Но почему-то настоящий страх пришел ко мне только сейчас. Возможно, это было связано с Донной? Ей всего сорок пять, двадцать из которых она провела возле меня. Наверно, после Вероники она была самой близкой женщиной в моей жизни. Два года назад у нее в мозгу нашли какую-то редкую разновидность опухоли.
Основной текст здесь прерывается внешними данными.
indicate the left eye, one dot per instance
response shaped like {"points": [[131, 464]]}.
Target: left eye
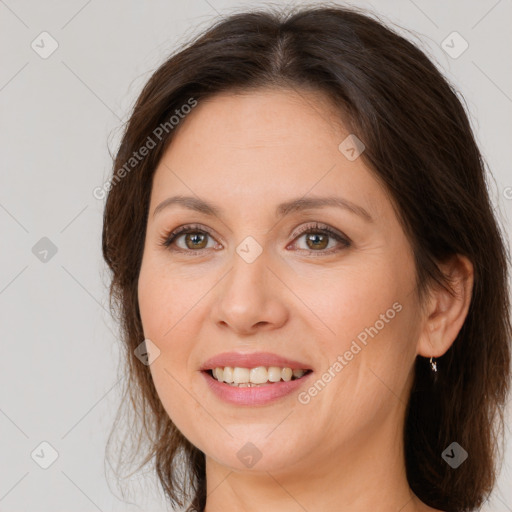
{"points": [[316, 239]]}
Естественно, я сделал все, что в моих силах: самые дорогие клиники, лучшие нейрохирурги, цена не имела значения. Опухоль вырезали и все забылось как страшный сон, но через полгода она объявилась снова и все завертелось по новому кругу. И снова, вроде бы, все чисто, и вновь рецидив через три месяца. За два года врачи шесть раз выжигали кусочки ее мозга и с каждым разом все ближе вероятность того, что после очередной операции она превратится в овощ, когда беспощадный луч медицинского лазера сожжет очередную порцию нейронов.
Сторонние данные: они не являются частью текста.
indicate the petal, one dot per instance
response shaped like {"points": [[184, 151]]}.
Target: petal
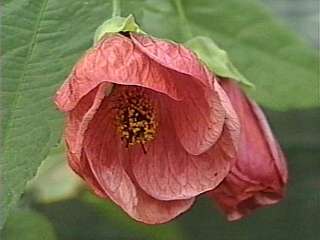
{"points": [[168, 172], [114, 60], [77, 122], [173, 56], [259, 174], [199, 118], [108, 160]]}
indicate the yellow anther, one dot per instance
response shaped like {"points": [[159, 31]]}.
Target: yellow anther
{"points": [[136, 117]]}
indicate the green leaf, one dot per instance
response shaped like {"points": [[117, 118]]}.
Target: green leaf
{"points": [[55, 180], [120, 220], [41, 40], [27, 225], [117, 24], [216, 59]]}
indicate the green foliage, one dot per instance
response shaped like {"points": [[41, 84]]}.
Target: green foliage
{"points": [[216, 59], [42, 39], [117, 24], [27, 225]]}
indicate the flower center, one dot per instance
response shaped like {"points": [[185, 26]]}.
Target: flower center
{"points": [[136, 117]]}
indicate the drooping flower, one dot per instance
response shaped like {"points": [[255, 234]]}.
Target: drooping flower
{"points": [[148, 126], [259, 175]]}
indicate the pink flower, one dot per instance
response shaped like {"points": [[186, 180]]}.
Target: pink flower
{"points": [[260, 174], [147, 125]]}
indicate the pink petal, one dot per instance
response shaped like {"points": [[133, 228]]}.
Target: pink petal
{"points": [[114, 60], [77, 123], [173, 56], [168, 172], [259, 174], [199, 118], [108, 160]]}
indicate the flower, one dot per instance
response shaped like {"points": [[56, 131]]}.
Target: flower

Как бы там ни было, с того дня практически каждую ночь мне снились страницы моей жизни, связанные со смертью и, смотря правда в глаза, приходилось признать, что в этом фолианте чересчур много листов. В конце концов я обратился к Дитмару, главному врачу кельнского медицинского центра компании. Без подробностей, просто сказал, что мне нужна консультация психотерапевта. И он посоветовал Оливию Вэй – наглядное опровержение киплинговских строчек: «Запад есть Запад, Восток есть Восток, и с места они не сойдут». Ее отцом был француз, а мать – китаянка из Шанхая. Союз двух цивилизаций принес отличный плод – восточная утонченность лишь подчеркивала французский шарм.
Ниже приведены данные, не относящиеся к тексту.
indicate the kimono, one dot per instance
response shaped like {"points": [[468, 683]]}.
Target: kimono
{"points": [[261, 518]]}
Целью походов к Оливии было вовсе не желание получить ответ о подоплеке моих снов. Я хотел, сам не знаю почему, чтобы о моих страхах мне сказал чужой человек, профессиональный поверенный чужих тайн. Самому признаться в этом мне мешал непонятный стыд. Я дважды начинал разговор с Дитмаром, намереваясь поделиться своими проблемами, но оба раза так и не смог решиться.
Сегодня, когда я услышал от Оливии собственный диагноз, вроде бы даже стало легче дышать. Остается лишь дождаться ночи, чтобы узнать, принесет ли это также облегчение в мою ночную жизнь.
5
– Приехали, – вырвал меня из раздумий голос Анджея.
Я вышел из машины и зашагал к зданию, мельком глянув на полуметровые буквы названия на фасаде: «Military and tactical Resources Inc.». Никакой краски: голый титано-вольфрам. За те десять лет, что они тут висят, даже царапинки не заимели.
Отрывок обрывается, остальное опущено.